Impetigo is a common, highly contagious bacterial skin infection caused by either Staphylococcus aureus or, less frequently, Streptococcus pyogenes. This condition results in characteristic sores or blisters on the skin’s surface. While typically a minor condition, its presence during gestation requires careful management to ensure the health of both the pregnant individual and the developing fetus.
How Impetigo Affects the Pregnant Individual
Impetigo is primarily a superficial infection, meaning the bacteria colonize the outermost layers of the skin after entering through a minor cut, scratch, or insect bite. The most common presentation is non-bullous impetigo, which begins as small blisters or pustules that quickly rupture and leave behind the characteristic honey-colored crusts. A less frequent form, bullous impetigo, involves larger, fluid-filled blisters that are more common in infants but can occur in adults and are caused exclusively by Staphylococcus aureus.
The physical symptoms, including itching and discomfort, can add to the general physical sensitivities of pregnancy. Although impetigo is usually a localized infection, the systemic spread of the causative bacteria can lead to rare, more serious complications. One such complication is post-streptococcal glomerulonephritis (PSGN), a kidney inflammation that can follow infection by certain strains of Group A Strep (Streptococcus pyogenes). Prompt treatment of the skin infection helps to significantly reduce this already low risk.
Assessing the Risk to the Developing Fetus
The question of danger to the developing fetus is a primary concern for any pregnant individual diagnosed with impetigo. Standard, uncomplicated impetigo poses minimal direct risk to the fetus because the infection remains confined to the superficial layers of the skin. The bacteria do not typically enter the bloodstream in sufficient numbers to cross the placental barrier, which acts as a protective filter for the fetus. Therefore, the primary risk is not a direct infection of the fetus in utero.
Concern arises only in rare instances where a severe, untreated maternal infection progresses to a systemic illness like sepsis, indirectly impacting the fetus due to maternal instability. Such severe progression is highly uncommon, but it emphasizes the need for timely and effective treatment.

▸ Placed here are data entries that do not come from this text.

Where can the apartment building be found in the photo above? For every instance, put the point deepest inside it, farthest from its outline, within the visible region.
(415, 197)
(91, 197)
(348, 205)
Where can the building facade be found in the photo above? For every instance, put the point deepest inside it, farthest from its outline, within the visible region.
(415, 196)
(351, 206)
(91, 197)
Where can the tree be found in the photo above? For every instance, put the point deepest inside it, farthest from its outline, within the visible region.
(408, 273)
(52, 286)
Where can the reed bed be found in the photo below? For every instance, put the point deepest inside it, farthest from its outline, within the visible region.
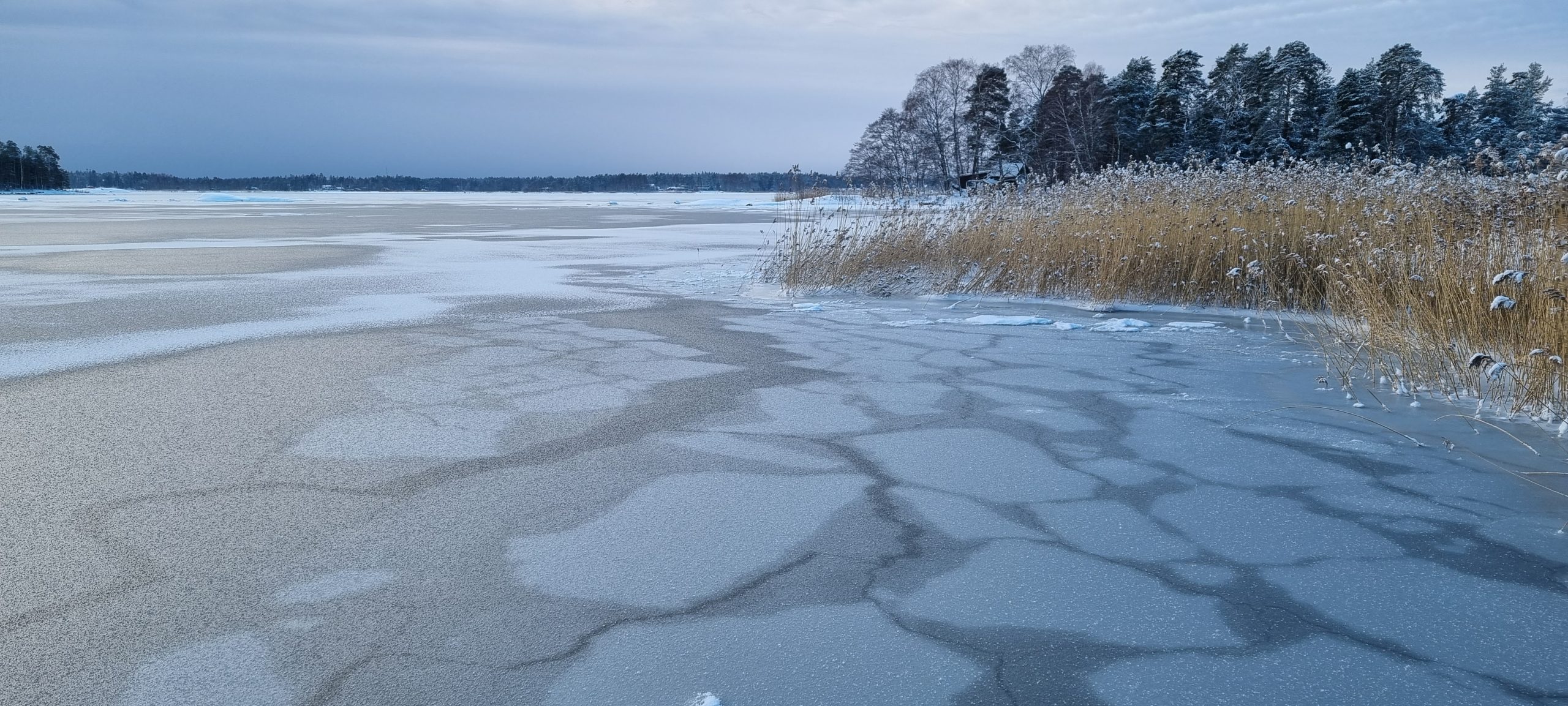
(1427, 278)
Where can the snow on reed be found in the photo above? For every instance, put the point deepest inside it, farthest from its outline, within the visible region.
(1412, 269)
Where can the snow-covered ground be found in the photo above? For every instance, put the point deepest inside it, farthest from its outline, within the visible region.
(564, 449)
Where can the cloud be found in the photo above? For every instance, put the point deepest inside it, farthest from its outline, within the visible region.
(513, 87)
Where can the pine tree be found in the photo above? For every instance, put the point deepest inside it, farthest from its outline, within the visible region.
(1129, 96)
(1174, 105)
(1409, 98)
(1354, 120)
(10, 165)
(1300, 99)
(990, 140)
(1224, 124)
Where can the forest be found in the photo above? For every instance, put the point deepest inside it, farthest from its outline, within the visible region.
(764, 181)
(1042, 112)
(30, 168)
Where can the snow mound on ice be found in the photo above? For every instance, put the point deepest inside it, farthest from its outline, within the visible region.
(230, 198)
(1117, 325)
(995, 320)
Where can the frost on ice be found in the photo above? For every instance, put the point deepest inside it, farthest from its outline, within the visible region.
(1118, 325)
(995, 320)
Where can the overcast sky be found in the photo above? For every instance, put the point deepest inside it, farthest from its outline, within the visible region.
(581, 87)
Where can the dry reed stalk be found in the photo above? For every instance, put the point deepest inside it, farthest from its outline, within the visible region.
(1404, 264)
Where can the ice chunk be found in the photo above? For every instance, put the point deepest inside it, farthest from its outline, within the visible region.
(230, 198)
(1121, 325)
(995, 320)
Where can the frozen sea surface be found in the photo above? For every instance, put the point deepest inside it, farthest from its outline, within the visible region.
(500, 449)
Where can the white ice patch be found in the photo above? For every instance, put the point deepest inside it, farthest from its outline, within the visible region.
(1120, 325)
(231, 670)
(230, 198)
(995, 320)
(681, 539)
(333, 585)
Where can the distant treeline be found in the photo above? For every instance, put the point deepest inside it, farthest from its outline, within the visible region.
(1059, 120)
(703, 181)
(26, 168)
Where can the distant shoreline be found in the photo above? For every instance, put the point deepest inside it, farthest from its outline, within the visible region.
(628, 182)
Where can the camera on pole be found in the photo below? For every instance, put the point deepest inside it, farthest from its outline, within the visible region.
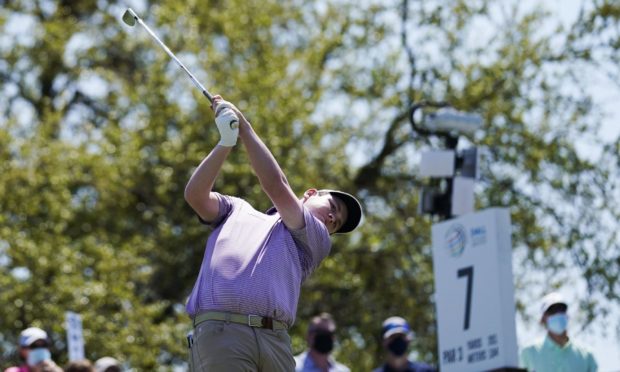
(452, 172)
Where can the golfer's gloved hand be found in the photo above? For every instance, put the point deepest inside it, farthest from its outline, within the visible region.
(227, 124)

A distinction must be made between common bacterial impetigo and the extremely rare, non-infectious skin condition known as impetigo herpetiformis (IH). IH is a form of pustular psoriasis unique to pregnancy that carries a significant risk of severe maternal and fetal complications, including placental insufficiency and stillbirth. This condition requires specialized medical management.

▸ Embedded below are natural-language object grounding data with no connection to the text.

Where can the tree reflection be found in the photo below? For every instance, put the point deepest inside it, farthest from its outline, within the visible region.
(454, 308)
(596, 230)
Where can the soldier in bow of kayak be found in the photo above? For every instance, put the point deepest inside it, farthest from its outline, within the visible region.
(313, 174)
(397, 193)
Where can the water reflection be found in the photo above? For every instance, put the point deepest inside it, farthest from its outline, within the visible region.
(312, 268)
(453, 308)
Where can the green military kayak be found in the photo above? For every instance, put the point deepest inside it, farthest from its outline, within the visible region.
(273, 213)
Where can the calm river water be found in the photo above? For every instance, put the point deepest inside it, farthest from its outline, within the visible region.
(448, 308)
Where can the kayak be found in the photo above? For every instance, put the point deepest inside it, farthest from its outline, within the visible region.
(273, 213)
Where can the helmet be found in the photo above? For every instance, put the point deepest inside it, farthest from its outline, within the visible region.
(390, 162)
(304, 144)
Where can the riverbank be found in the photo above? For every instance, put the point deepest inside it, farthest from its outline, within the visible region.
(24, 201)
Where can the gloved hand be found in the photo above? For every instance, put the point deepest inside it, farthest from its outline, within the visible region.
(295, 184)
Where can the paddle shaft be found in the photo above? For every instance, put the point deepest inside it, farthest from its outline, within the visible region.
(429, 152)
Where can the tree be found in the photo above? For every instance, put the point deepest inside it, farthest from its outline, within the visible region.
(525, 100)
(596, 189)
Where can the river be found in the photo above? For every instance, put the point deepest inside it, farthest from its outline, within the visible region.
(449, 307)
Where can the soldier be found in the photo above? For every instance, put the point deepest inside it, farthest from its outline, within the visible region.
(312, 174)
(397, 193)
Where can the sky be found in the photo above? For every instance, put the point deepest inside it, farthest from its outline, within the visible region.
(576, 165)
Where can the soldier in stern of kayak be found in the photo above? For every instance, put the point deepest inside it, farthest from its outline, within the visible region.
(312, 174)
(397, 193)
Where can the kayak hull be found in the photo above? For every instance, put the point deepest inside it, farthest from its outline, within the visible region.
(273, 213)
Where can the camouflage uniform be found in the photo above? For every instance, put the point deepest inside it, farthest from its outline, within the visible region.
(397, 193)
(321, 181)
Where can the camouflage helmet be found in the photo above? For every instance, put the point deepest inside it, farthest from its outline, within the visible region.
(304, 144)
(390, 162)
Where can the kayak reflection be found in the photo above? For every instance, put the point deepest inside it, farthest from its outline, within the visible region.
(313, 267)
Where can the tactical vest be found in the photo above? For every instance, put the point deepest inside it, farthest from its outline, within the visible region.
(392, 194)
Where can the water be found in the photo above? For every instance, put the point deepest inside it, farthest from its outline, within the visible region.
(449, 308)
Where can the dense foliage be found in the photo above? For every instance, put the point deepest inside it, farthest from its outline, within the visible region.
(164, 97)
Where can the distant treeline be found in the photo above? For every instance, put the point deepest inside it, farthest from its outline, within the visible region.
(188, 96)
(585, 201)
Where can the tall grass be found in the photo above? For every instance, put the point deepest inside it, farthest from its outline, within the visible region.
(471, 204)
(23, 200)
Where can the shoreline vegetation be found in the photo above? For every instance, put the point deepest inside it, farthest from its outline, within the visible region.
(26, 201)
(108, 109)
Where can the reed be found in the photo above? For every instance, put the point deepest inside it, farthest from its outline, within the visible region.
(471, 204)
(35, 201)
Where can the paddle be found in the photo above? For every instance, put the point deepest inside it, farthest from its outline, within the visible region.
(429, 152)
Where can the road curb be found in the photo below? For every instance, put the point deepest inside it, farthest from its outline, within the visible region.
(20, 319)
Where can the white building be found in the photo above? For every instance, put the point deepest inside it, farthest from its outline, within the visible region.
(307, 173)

Navigating Safe Treatment Protocols
Prompt management of impetigo during pregnancy is important to alleviate maternal discomfort and prevent the spread of the infection. For localized cases, topical antibiotics are the preferred first-line therapy because they have minimal systemic absorption. Mupirocin ointment is a common topical antibiotic used effectively and safely during all stages of pregnancy.
If the infection is widespread, severe, or fails to respond to topical therapy, oral antibiotics become necessary. Physicians select broad-spectrum antibiotics known to be safe during pregnancy, such as first-generation cephalosporins (like cephalexin) or dicloxacillin. These medications have established safety profiles and are effective against the common causative bacteria. Always consult with an obstetrician or other healthcare provider before starting any medication to ensure the chosen treatment is appropriate for the individual’s specific health status and stage of pregnancy.
Measures to Prevent Infant Transmission
Preventing the spread of impetigo to the newborn (neonatal transmission) is a primary focus if the infection is active around the time of delivery or in the postpartum period. Impetigo is highly contagious and spreads easily through direct contact with the fluid from the blisters or the crusts. Strict hygiene practices are essential to minimize this risk.
Frequent and thorough handwashing with soap and water is the single most effective measure for preventing transmission. Any active lesions should be kept loosely covered with a clean bandage or gauze to contain the infectious material. Use separate towels and linens, washing them in hot water to eliminate the bacteria.
While breastfeeding is generally safe, any lesions on the breast or nipple must be completely covered or temporarily avoided to prevent direct transmission to the infant. Avoiding close facial contact, such as kissing the baby near the lesions, further reduces the chance of spread until the maternal infection has fully cleared following antibiotic treatment.